With an apology for using such a phrase from the pulpit, Grafman told his congregants it was time for them to “put up or shut up.”

“Let’s stop being liberals in your parlors and your offices. I know of only two men in our (Jewish) community… who have had the guts to challenge Connor and Wallace and segregation and the whole problem of integration and everything else,” he said. “Those of you who keep talking about what ought to be done. What have you done?”

He implored, “I’m not asking you to go out and lead a crusade. But in heaven’s sake, can’t you do at least what I have done and join with other Christians.” Then he reminded the congregation that the bombers were also rabidly anti-Semitic. “If they get away with this, nobody’s going to be safe, and the first ones that will not be safe will be the members of the Jewish community.”

He was also critical of national organizations, including Jewish ones, looking to get the credit for change based on who shouts the loudest. “I want this problem to be worked out not on the basis of politics” or who gets the credit.

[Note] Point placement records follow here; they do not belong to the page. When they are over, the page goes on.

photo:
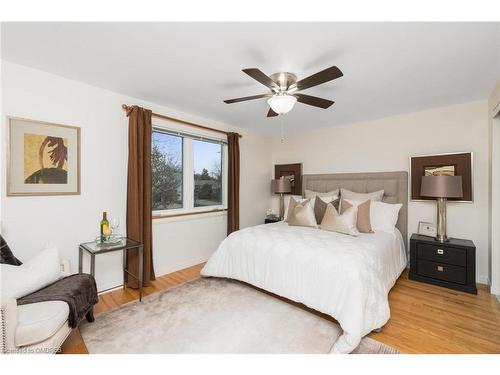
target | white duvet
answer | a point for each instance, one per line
(346, 277)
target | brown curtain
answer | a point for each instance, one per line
(139, 207)
(233, 195)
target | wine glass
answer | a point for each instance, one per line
(115, 223)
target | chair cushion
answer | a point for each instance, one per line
(37, 322)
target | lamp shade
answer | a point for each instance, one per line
(282, 104)
(282, 185)
(441, 187)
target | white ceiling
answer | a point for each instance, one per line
(389, 68)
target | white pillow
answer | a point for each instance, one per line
(345, 223)
(41, 270)
(286, 200)
(384, 216)
(375, 196)
(302, 215)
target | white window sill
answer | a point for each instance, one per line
(165, 217)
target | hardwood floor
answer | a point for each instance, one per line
(424, 318)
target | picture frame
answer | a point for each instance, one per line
(292, 171)
(427, 229)
(451, 164)
(43, 158)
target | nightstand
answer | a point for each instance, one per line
(271, 220)
(449, 264)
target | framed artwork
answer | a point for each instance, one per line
(455, 164)
(42, 158)
(292, 171)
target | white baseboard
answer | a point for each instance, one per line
(180, 266)
(483, 280)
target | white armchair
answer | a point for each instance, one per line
(35, 328)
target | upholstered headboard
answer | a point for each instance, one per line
(394, 184)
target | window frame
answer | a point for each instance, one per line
(188, 207)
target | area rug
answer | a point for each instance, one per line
(210, 315)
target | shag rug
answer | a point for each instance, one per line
(210, 315)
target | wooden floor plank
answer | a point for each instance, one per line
(424, 318)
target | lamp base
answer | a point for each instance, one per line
(442, 238)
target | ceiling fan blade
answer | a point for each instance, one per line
(271, 113)
(314, 101)
(229, 101)
(326, 75)
(262, 78)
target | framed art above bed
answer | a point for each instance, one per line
(453, 164)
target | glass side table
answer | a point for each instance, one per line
(95, 248)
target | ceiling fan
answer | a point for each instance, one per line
(284, 89)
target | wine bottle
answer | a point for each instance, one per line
(104, 227)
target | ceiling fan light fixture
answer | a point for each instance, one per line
(282, 104)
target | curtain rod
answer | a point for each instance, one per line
(129, 108)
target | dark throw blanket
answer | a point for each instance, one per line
(78, 291)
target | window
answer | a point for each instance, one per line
(166, 160)
(207, 159)
(189, 172)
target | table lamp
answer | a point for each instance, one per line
(441, 187)
(282, 186)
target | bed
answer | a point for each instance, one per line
(346, 277)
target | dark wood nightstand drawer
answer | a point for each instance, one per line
(442, 254)
(442, 271)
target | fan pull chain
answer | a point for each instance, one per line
(282, 130)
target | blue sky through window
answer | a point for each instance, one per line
(206, 155)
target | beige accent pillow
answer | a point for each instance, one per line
(376, 196)
(312, 194)
(320, 207)
(301, 214)
(287, 201)
(363, 222)
(345, 223)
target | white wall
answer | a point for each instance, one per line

Stinging from the criticism of those across the country who had assumptions of him based on King’s letter, he also criticized those who are “for the Negro” but were “whipping up hate against white people and those of us who are trying to do something.”

He said law enforcement officials had warned him not to go to the funeral the day before, but he and his colleagues went anyway. “We didn’t want to make heroes of ourselves. Four children had been brutally killed. All we wanted to do was go there and express our grief and our sorrow, to show these Negro families that we felt the depth of their sorrow; that we shared it. All we wanted to do was to say to the Negro community that you are not alone. There are white people who care.”

In the interracial ministers’ meeting before the funeral, Grafman implored “let it be the white community of Birmingham that makes the atonement” by rebuilding the church, instead of launching a national appeal. He challenged his congregants to all participate in the fundraising. “We want the white people to rebuild this church.”

When it came time for the Mourner’s Kaddish, Grafman invoked the memory of the four girls and two young men who were killed later the same day, and the need for the city to repent for allowing such hatred to fester unchecked.

In a slow, measured tone, he said “Let us bow our heads in silence. In memory of Denise McNair, Carole Robertson, Addie Mae Collins, Cynthia Wesley, James Robinson, Virgil Ware. Wantonly killed, insanely slain, brutally murdered, whose deaths we mourn, whose families we would comfort and the shame of whose murders we would and we must have our city atone.”